Netgate Discussion Forum
    • Categories
    • Recent
    • Tags
    • Popular
    • Users
    • Search
    • Register
    • Login

    SG-4860 crashing daily

    Scheduled Pinned Locked Moved General pfSense Questions
    16 Posts 2 Posters 1.6k Views 2 Watching
    Loading More Posts
    • Oldest to Newest
    • Newest to Oldest
    • Most Votes
    Reply
    • Reply as topic
    Log in to reply
    This topic has been deleted. Only users with topic management privileges can see it.
    • H Offline
      homer2320776
      last edited by homer2320776

      I'm not exactly sure when this started, but I hadn't logged into the UI for a bit and saw the crash reports and downloaded the files.

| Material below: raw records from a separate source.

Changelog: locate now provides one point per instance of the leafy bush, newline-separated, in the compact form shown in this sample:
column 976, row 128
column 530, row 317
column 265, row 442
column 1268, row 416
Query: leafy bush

      I'm thinking its related to Wireguard or Tailscale but i'm not 100%.

      textdump.tar.0

      1 Reply Last reply Reply Quote 0
      • stephenw10S Offline
        stephenw10 Netgate Administrator
        last edited by

        Important parts are:

        db:0:kdb.enter.default>  bt
        Tracing pid 35301 tid 100294 td 0xfffff8017297e740
        kdb_enter() at kdb_enter+0x37/frame 0xfffffe004d3c97d0
        vpanic() at vpanic+0x194/frame 0xfffffe004d3c9820
        panic() at panic+0x43/frame 0xfffffe004d3c9880
        trap_fatal() at trap_fatal+0x38f/frame 0xfffffe004d3c98e0
        calltrap() at calltrap+0x8/frame 0xfffffe004d3c98e0
        --- trap 0x9, rip = 0xffffffff8120594b, rsp = 0xfffffe004d3c99b0, rbp = 0xfffffe004d3c99c0 ---
        vm_radix_remove() at vm_radix_remove+0x1b/frame 0xfffffe004d3c99c0
        vm_page_free_prep() at vm_page_free_prep+0x55/frame 0xfffffe004d3c99e0
        vm_page_free_toq() at vm_page_free_toq+0x12/frame 0xfffffe004d3c9a10
        vm_object_page_remove() at vm_object_page_remove+0x61/frame 0xfffffe004d3c9a70
        vm_map_entry_delete() at vm_map_entry_delete+0xff/frame 0xfffffe004d3c9ac0
        vm_map_delete() at vm_map_delete+0x184/frame 0xfffffe004d3c9b20
        vm_map_remove() at vm_map_remove+0xab/frame 0xfffffe004d3c9b50
        vmspace_exit() at vmspace_exit+0xcb/frame 0xfffffe004d3c9b90
        exit1() at exit1+0x51c/frame 0xfffffe004d3c9bf0
        sys_sys_exit() at sys_sys_exit+0xd/frame 0xfffffe004d3c9c00
        amd64_syscall() at amd64_syscall+0x387/frame 0xfffffe004d3c9d30
        fast_syscall_common() at fast_syscall_common+0xf8/frame 0xfffffe004d3c9d30
        --- syscall (1, FreeBSD ELF64, sys_sys_exit), rip = 0x8003eb74a, rsp = 0x7fffffffeb38, rbp = 0x7fffffffeb50 ---
        
        Fatal trap 9: general protection fault while in kernel mode
        cpuid = 3; apic id = 06
        instruction pointer	= 0x20:0xffffffff8120594b
        stack pointer	        = 0x28:0xfffffe004d3c99b0
        frame pointer	        = 0x28:0xfffffe004d3c99c0
        code segment		= base 0x0, limit 0xfffff, type 0x1b
        			= DPL 0, pres 1, long 1, def32 0, gran 1
        processor eflags	= interrupt enabled, resume, IOPL = 0
        current process		= 35301 (egrep)
        trap number		= 9
        panic: general protection fault
        cpuid = 3
        time = 1659503270
        KDB: enter: panic
        

        Neither of which point to anything specific unfortunately.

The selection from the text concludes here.